PA: Trabalhadores da saúde realizam ato contra precarização em Belém

Trabalhadores da saúde protestam no centro de Belém, no Pará. Foto: Akira Onuma

Cerca de 200 trabalhadores da saúde realizaram um ato na manhã do dia 03/05 em frente ao Hospital Beneficente Portuguesa, um dos maiores hospitais privados do Pará. Durante o ato a Rua João Balbi no Umarizal, um dos bairros centrais de Belém, foi totalmente interditada. O ato durou toda a manhã e foi encerrado no início da tarde.

Com cartazes e palavras de ordem os trabalhadores protestavam contra descontos abusivos nos salários; atrasos nos salários e férias; falta de pagamento de adicional noturno e insalubridade; recusa de atestados médicos apresentados pelos trabalhadores; alimentação de baixa qualidade; além da sobrecarga de trabalho por conta do número reduzido de trabalhadores.

O ato foi organizado por enfermeiros, técnicos de enfermagem, maqueiros, serviços gerais, além de outros trabalhadores. Temendo represálias pelos donos do hospital, muitos preferiram não se identificar. Já no início do ato a polícia militar estava presente tentando intimidar o justo ato dos trabalhadores da saúde.

A técnica de enfermagem Karen Sayuri, em entrevista ao monopólio de imprensa TV Liberal, denuncia que os trabalhadores atuam na linha de frente da pandemia e apesar disso são desvalorizados. “A gente tá arriscando a nossa vida pra cuidar da vida dos pacientes que precisam e quando chega final do mês a gente recebe R$ 500, R$ 700, isso não é justo! A enfermagem tá sendo desvalorizada! Durante três meses a gente tá tendo descontos indevidos, sem justificativas. Estão dando faltas, sem a gente faltar. A gente não pode adoecer, porque se a gente adoecer eles não estão aceitando nossos atestados”

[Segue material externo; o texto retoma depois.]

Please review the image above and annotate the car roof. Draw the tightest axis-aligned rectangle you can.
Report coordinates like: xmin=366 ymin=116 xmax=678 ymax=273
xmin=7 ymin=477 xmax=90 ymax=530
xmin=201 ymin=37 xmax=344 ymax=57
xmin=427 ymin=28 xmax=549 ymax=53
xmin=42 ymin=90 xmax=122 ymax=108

Enquanto o técnico de enfermagem Carlos Pereira, relata que os trabalhadores merecem respeito. “Nós como profissionais de saúde o mínimo que a gente quer é respeito e um salário digno. A sensação agora é de desrespeito mesmo, estamos cada vez mais sendo desvalorizados!”

O técnico de enfermagem, José Nildo, denuncia falta de equipamentos de proteção individual (EPIs) e falta de pagamentos dos direitos trabalhistas. “Nós tamos numa linha de frente trabalhando sobrecarregado, não temos descanso digno no hospital. Pra nós trabalharmos eles oferecem duas máscaras para um plantão de 12 horas. Arriscando nossa vida. Não recebemos adicional noturno que é um direito por lei, os trabalhadores recebem R$ 2,25. Sempre o Recursos Humanos diz que é sistema, mas esse sistema é operado pela mão de homem. Só queremos nosso direito pelo que trabalhamos no mês”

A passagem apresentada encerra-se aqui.